Thursday, April 18, 2019

UFT Election Report: What I learned - Don't Eat the Cauliflower

Lots of infighting at the ballot count. Claims of paper thickness and other stuff is causing paper jams.--- 3:15 PM, April 18 - message from UFT vote count
The UFT should ask the American Arbitration Association for a rebate. I'm actually glad my wife had me on Passover readiness duty all day today in prep for our 27 guest tomorrow night so I wasn't able to give in to any temptations to go back after a wasted day yesterday -- though I did ask Amy Arundell to  write me a pass just in case I got the itch- she rightly said NO. Let me recount what happened yesterday.

The AAA serves dinner
April 17 - Dinner was served at around 7PM at the American Arbitration Association a few blocks from the UFT after a day of mostly wasteful vote counting. I wouldn't leave until I had this "wonderful dinner" but I finally gave up the ghost at around 8PM with literally no results. With every election cycle the process gets worse. And rumors are the UFT gives the AAA around a half a million bucks to run the election. I think even some of the top officials who were there with us to witness the fiasco might begin to rethink how UFT elections are run, though I wonder why they even bother anymore. I would give the half a million to a fund for an ATR bye out . As James points out, no one would notice anyway -- ICEUFT Blog: UFT ELECTION MERCIFULLY ENDS. 
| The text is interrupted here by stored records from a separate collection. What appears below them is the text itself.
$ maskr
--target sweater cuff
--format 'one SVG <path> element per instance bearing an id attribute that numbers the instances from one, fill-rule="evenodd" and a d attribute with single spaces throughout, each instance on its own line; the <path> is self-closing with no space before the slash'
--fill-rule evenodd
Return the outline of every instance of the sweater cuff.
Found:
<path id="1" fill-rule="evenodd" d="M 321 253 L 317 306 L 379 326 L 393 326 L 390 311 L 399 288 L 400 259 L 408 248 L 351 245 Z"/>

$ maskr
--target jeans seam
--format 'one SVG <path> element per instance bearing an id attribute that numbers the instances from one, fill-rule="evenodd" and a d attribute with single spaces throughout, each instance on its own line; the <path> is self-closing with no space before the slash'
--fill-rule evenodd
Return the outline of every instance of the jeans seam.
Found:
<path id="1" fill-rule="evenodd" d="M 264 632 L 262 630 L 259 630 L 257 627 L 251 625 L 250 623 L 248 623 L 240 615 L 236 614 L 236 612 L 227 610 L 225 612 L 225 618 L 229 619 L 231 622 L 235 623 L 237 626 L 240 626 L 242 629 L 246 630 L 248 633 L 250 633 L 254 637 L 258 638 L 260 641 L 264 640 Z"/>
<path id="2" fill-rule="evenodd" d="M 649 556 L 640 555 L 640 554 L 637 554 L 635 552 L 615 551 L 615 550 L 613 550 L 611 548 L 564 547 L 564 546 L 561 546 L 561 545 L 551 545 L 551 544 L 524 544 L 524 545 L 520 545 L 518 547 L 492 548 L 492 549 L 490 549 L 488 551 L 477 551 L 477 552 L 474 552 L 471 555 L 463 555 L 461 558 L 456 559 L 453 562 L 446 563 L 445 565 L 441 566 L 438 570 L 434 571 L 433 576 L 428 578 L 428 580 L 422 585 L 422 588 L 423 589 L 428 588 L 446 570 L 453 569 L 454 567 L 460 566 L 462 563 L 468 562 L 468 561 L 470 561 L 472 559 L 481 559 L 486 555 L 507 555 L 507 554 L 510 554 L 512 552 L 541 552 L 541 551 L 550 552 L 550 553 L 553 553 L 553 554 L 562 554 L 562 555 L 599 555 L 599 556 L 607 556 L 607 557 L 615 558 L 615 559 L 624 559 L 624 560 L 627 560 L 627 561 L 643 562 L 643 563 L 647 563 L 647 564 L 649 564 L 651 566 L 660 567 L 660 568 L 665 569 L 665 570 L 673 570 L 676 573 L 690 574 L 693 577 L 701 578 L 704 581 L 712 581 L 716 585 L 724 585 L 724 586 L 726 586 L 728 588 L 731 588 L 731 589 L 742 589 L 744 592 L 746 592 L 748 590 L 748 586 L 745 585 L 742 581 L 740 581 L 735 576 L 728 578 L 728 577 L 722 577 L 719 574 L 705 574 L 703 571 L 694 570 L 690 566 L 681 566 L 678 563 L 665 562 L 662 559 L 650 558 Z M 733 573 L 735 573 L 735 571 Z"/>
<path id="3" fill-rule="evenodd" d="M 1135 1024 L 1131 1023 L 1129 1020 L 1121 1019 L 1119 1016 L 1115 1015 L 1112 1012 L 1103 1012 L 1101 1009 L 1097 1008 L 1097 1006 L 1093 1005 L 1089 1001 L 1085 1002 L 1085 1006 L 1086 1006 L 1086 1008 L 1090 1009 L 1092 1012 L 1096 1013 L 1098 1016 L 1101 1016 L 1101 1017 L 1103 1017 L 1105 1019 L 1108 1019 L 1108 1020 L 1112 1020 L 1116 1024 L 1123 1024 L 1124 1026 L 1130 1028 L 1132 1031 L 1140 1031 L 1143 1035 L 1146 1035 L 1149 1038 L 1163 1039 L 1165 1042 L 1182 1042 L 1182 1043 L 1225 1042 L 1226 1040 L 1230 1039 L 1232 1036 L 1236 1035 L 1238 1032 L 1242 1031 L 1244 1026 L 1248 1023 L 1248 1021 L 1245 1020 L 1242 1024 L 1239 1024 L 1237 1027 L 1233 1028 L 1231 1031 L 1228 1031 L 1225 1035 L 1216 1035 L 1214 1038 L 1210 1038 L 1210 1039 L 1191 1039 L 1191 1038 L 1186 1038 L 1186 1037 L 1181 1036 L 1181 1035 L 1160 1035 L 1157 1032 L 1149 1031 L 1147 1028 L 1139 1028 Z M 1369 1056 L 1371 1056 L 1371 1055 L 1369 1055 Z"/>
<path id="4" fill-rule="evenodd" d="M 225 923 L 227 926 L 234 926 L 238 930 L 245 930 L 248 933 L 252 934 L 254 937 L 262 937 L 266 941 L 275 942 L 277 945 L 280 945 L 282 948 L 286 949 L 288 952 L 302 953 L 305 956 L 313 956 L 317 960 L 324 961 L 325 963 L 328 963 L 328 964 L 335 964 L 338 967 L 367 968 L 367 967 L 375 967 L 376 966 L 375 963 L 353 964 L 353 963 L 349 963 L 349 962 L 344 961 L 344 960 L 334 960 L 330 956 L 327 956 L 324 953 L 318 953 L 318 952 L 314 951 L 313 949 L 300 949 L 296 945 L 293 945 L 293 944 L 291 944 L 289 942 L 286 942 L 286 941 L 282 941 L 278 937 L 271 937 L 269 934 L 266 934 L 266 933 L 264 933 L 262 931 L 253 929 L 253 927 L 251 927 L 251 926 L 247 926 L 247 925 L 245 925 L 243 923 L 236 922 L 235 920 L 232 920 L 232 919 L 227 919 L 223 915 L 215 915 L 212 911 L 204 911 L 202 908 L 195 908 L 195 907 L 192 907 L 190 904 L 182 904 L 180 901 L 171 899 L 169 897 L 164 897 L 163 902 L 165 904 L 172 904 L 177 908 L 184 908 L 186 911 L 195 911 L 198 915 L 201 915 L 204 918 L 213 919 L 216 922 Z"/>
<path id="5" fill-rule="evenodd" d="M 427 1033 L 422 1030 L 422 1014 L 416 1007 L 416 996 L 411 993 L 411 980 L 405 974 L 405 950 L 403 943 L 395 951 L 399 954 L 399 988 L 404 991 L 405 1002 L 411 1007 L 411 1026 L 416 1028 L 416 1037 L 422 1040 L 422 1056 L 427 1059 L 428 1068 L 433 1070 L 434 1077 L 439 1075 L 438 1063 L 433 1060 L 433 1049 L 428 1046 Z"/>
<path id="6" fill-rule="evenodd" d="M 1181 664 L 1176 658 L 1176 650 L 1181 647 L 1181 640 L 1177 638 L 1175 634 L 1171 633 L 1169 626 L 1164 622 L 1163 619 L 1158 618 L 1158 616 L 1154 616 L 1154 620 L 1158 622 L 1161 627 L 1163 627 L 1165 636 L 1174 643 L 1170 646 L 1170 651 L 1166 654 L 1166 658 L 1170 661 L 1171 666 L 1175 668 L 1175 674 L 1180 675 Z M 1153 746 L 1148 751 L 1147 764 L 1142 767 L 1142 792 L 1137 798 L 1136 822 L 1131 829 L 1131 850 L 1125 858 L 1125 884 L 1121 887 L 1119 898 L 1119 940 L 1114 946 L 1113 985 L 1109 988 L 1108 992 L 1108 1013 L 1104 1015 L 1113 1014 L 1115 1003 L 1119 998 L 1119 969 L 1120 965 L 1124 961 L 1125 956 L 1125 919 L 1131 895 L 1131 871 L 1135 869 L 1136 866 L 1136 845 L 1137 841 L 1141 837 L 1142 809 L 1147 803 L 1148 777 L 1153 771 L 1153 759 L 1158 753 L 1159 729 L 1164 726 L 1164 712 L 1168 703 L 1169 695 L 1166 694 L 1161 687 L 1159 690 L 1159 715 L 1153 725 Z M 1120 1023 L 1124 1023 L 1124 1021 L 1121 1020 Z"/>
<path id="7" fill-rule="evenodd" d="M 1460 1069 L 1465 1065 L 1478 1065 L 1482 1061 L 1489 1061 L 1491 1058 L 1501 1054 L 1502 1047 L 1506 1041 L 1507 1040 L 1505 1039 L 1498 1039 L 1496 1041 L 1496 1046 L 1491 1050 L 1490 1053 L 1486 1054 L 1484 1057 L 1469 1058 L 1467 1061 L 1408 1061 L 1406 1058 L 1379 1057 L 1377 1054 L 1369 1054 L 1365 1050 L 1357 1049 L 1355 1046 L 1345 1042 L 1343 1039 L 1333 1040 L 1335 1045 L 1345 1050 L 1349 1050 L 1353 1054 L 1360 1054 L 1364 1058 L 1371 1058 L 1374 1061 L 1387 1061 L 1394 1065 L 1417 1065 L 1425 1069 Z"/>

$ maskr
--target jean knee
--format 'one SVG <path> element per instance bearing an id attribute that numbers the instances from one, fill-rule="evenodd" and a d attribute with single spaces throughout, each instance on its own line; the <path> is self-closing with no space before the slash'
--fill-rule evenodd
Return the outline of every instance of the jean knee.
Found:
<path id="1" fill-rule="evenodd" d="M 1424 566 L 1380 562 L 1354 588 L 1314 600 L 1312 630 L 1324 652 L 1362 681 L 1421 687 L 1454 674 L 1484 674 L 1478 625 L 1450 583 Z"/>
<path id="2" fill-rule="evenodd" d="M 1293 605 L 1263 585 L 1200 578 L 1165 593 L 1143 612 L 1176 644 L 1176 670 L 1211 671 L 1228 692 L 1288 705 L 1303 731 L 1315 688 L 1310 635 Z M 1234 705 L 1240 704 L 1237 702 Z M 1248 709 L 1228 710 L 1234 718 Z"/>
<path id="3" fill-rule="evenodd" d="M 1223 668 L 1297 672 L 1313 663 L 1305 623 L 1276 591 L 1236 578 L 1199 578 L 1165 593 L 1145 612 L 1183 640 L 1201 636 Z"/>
Here is where the situation stood when I left at 8PM Wednesday when they were still tabulating the functional votes which were in the range of 10,000 and they were up to about 8,000 when I left. They expected to have slate results by 11 PM or later but based on the speed I didn't see how. There were still about 10,000 elem votes (based on how many in 2016, 4500 high school and 2500 middle school. They expected to begin again at 8AM this morning.

I got to the AAA, located in the basement of 120 Broadway at around 12 PM. In the room observing were Mike and Mark from New Action, Erik from Solidarity (Lydia came to relieve him later), Myrie from MORE, an alternating crew of Leroy/Dave Hickey/Howie from Unity, Amy as chair of the election committee, Yasmin who was in charge of the election process

Only about 10,000 retiree votes were counted using two scanners that seemed to come to a stop every minute. We were able to watch the ballots as they were scanned on a big screen. The process was so slow I left and went uptown to pick up some library books, drop them off at my apartment and since I didn't  have an ed notes leaflet prepared for the Delegate Assembly, I took my stash of the April edition of the Indypendent, which I distribute for them down to hand out at the DA. But it was 2:30 and I went back to the vote count and it was still crawling along with the retiree vote which at this point was around 18-20,000 with more to go. 

Then they did the functional which went by like molasses.
From what I saw on the big screen, Unity looked like it was winning the retiree vote by at least 10-1, with New Action pulling some votes and Solidarity too - MORE pulled very little from what I saw in the retirees.

In functional, Unity again was also winning very big -- maybe a little less than 10-1. MORE pulled some more votes here and so did Solidarity while New Action did very little.

At this point I left and finally wrote this up tonight -- and in the midst some real results came in -- reports later in a follow-up.